Photograph by Mary Maillard. Source

Keith Maillard is the award-winning author of fourteen novels, a Book of poetry, and two works of creative nonfiction. His accolades include the Ethel Wilson Fiction Prize, being shortlisted for the Commonwealth Literary Prize and the Governor General’s Literary Awards, the Polish American Historical Association Creative Arts Prize, and the Gerald Lampert Award for the Best First Book of Poetry Published in Canada.

Keith was born and raised in Wheeling, West Virginia, the inspiration for the fictional town of Raysburg, which serves as the setting for many of his novels. He has been a musician, a contributor for CBC Radio, a freelance photographer, and a journalist.

Your latest memoir, The Bridge: Writing Across the Binary, is about growing up as a nonbinary person in West Virginia in the 40s and 50s. How was the experience of writing it and exploring those memories?

Very intense. I’ve always been an introspective person, and I’ve certainly spent a large part of my life asking myself questions like, “Who am I?” and “How did I get this way?” Starting around 2009, I began to find people on social media who were exploring gender in a way that I hadn’t seen before, using terms like gender fluid and nonbinary. As I moved into that territory, I began to feel like an explorer in an uncharted landscape who has suddenly been offered an accurate map. I looked again at the entire span of my life and saw it differently. Much about my life that hadn’t made any sense to me before began to make sense.

What do you hope people take away from the book?

The Bridge has been marketed as a memoir of the 40s and 50s, and it is, of course, exactly that, but when I wrote it, the notion of an old guy recreating a lost time was the farthest thing from my mind. Gender identity is usually described as something that is constant throughout the lifespan—as psychologists put it—and it certainly has been for me.

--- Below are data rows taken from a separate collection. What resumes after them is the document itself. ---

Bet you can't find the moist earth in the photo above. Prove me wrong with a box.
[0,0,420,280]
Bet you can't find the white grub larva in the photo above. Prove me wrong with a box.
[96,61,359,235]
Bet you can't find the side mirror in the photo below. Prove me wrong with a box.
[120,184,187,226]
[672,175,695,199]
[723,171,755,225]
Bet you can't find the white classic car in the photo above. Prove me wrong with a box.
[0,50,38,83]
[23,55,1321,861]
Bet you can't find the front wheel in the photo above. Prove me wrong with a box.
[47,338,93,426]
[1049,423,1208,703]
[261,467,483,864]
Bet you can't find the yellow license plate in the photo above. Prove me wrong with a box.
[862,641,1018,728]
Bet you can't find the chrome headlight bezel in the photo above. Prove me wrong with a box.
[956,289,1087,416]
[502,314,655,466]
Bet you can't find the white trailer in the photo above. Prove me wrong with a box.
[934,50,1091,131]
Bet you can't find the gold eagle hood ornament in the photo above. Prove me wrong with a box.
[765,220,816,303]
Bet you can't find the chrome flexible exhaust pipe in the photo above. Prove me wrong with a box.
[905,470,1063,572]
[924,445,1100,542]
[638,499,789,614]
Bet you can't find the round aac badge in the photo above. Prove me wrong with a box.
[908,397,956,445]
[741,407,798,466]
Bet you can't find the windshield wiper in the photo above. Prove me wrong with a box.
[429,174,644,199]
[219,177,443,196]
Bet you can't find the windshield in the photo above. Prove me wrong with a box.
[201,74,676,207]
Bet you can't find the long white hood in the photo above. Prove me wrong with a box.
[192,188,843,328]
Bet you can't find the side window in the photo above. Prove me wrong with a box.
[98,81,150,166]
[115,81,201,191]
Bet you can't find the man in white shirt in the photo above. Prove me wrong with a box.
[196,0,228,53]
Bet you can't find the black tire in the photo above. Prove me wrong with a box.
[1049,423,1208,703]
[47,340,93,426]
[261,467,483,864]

When I was Writing the book, I was hoping to enter an ongoing conversation in an unabashedly partisan way. Firmly built into the right-wing playbook is an unremitting attack on trans and nonbinary kids. We have seen great waves of this stuff lately: book after book, article after article, written by people who don’t know their ass from a teacup, holding forth—from conservative politicians to popular celebrities to best-selling writers like JK Rowling—saying, well, you know, you can’t argue with science; there are only two sexes and you’re either one or the other of them. That, of course, is not what scientists who actually have expertise in this area and publish in peer-reviewed journals are saying.

This anti-trans wave has been particularly bad in the UK and the southern United States where they are passing legislation that will seriously harm trans and nonbinary kids, even endanger their lives. When I wrote The Bridge, I saw myself entering as an ally to trans and nonbinary kids. I wanted to say, look, I’m an old guy, and I’ve spent my life thinking about this stuff, and my gender hasn’t changed since my earliest memories. What has changed is the label I put on it; I have always been what we would now call nonbinary. If it’s taking you a long time to figure it out, it took me a long time to figure it out, too. You are whoever you are, and I will vigorously defend your right to be your authentic self.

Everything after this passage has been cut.